Great news for fine wine lovers. The price of La Tache and Lafite has been slashed by up to 25%. The same savings apply to almost any top wine you can name and are available from a wide range of UK merchants including Berry Bros & Rudd, Farr Vintners and Bordeaux Index.
There’s just one catch. You have to pay in US dollars.
And therein lies the explanation. On January 2, 2022, a dollar would have bought you £0.75. On Monday 26th September, following a borrowing-heavy ‘mini budget, that was widely described as a ‘gamble’, the Daily Telegraph - usually a reliable supporter of the governing Conservative party - reported, “the pound fell against every single other currency in the world, from the Albanian lek to the Zambian kwacha."
Indeed, it plummeted to the point at which an American would briefly only have had to add three cents to their dollar when purchasing a pound. While huge intervention by the Bank of England has helped the currency 'bounce' back to £0.90, there are few observers who expect it to strengthen much further. Quite the reverse, as a flock of chickens bearing bad financial news all come home to roost.

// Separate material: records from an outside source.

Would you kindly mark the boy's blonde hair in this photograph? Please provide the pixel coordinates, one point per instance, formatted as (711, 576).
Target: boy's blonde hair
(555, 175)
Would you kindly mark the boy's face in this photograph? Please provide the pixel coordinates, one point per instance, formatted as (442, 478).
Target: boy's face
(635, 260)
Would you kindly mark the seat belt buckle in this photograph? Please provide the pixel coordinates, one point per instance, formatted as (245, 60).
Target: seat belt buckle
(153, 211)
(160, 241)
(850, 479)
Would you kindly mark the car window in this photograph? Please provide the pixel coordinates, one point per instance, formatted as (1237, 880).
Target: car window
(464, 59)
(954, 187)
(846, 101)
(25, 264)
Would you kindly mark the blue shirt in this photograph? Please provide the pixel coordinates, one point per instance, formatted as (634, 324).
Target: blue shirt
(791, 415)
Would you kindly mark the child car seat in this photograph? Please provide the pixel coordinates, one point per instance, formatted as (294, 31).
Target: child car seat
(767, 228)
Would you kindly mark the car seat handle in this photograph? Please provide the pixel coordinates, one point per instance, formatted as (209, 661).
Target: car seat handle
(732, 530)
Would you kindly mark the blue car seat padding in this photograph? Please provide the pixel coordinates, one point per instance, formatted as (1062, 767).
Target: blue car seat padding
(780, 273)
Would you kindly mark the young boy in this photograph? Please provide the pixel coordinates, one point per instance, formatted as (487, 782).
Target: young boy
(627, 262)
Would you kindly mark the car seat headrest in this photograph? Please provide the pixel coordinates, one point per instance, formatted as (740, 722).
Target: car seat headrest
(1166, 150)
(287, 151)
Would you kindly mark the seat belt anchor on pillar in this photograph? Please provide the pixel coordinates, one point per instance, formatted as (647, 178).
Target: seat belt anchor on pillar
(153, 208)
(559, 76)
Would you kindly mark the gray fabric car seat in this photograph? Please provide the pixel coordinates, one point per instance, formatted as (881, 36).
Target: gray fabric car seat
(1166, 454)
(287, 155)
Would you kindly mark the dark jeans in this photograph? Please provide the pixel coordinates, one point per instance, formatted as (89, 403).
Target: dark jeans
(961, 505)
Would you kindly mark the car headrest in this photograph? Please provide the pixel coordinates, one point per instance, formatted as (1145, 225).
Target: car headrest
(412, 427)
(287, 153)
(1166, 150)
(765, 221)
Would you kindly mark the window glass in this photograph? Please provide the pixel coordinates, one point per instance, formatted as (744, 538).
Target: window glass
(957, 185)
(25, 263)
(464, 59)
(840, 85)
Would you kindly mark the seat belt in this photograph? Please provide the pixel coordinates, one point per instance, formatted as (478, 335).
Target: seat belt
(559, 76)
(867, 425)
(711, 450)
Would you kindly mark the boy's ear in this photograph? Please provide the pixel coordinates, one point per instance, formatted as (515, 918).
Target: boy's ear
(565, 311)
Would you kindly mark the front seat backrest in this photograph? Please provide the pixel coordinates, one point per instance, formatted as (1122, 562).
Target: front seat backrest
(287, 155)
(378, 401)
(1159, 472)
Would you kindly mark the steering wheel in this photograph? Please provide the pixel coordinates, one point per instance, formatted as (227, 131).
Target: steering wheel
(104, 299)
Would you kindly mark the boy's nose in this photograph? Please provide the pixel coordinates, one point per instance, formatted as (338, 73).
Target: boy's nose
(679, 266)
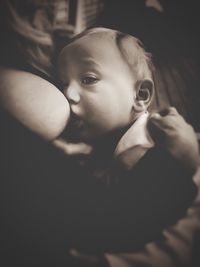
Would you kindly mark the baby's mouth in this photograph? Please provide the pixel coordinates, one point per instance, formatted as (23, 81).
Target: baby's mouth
(73, 129)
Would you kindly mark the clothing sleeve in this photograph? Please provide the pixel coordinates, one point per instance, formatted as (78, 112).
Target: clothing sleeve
(179, 248)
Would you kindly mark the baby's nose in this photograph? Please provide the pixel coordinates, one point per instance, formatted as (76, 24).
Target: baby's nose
(72, 95)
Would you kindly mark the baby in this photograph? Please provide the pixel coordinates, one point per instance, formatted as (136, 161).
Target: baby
(106, 77)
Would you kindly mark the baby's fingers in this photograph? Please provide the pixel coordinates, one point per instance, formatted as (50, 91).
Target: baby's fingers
(72, 149)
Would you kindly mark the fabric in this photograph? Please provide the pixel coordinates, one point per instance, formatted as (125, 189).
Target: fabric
(180, 248)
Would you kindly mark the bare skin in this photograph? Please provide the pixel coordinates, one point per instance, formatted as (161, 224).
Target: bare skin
(39, 106)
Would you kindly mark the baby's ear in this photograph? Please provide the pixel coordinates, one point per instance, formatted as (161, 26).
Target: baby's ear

Of course, similar things could be said about the Euro, which slid below parity with the dollar in the summer, one year after being worth $1.20. It is entirely conceivable that, one day, very soon, the dollar, euro and pound will all be worth precisely the same and it is not impossible that Sterling could quite possibly end up as the weakest of the three.
Currencies constantly rise and fall in relative value, of course, a fact of life that is happily exploited by traders, some of whom make enough money from their efforts never to have to worry too much about the cost of their bottle of Bordeaux or Burgundy.
Over the next 12 months, miracles may happen. The British government’s reckless wager on slashing taxes to reboot the economy may pay off and the pound might return to its former glory back. The US mid-terms could have an unpredictable impact on the dollar, and who’s to say what might happen if Vladimir Putin and/or President Xi fell under a bus? On the other hand, one could ask what impact might the new Italian government have on the European currency?
My crystal ball isn’t offering any clarity over any of these outcomes. All I know is what the financial pages tell me today. Which is that now’s a rotten time for a Brit to buy Ridge or Screaming Eagle, and a great one for an American to be splashing out on Rayas or Jacques Selosses in London - in bond - or on the shelf.
For bottles in the latter category, there’s more good news - again, for bearers of foreign currency. The British Chancellor, Kwasi Karteng, has just reversed his predecessor’s decision two years ago to scrap tax-free shopping for international tourists. So, once the UK government has introduced its ‘modern, digital, VAT-free shopping scheme’, anyone shipping their purchase out of the country, should be eligible for a refund of the 20% sales tax. Just as they were before Britain voted to leave the EU on June 23rd 2016.
When a pound would have cost an American buyer $1.32.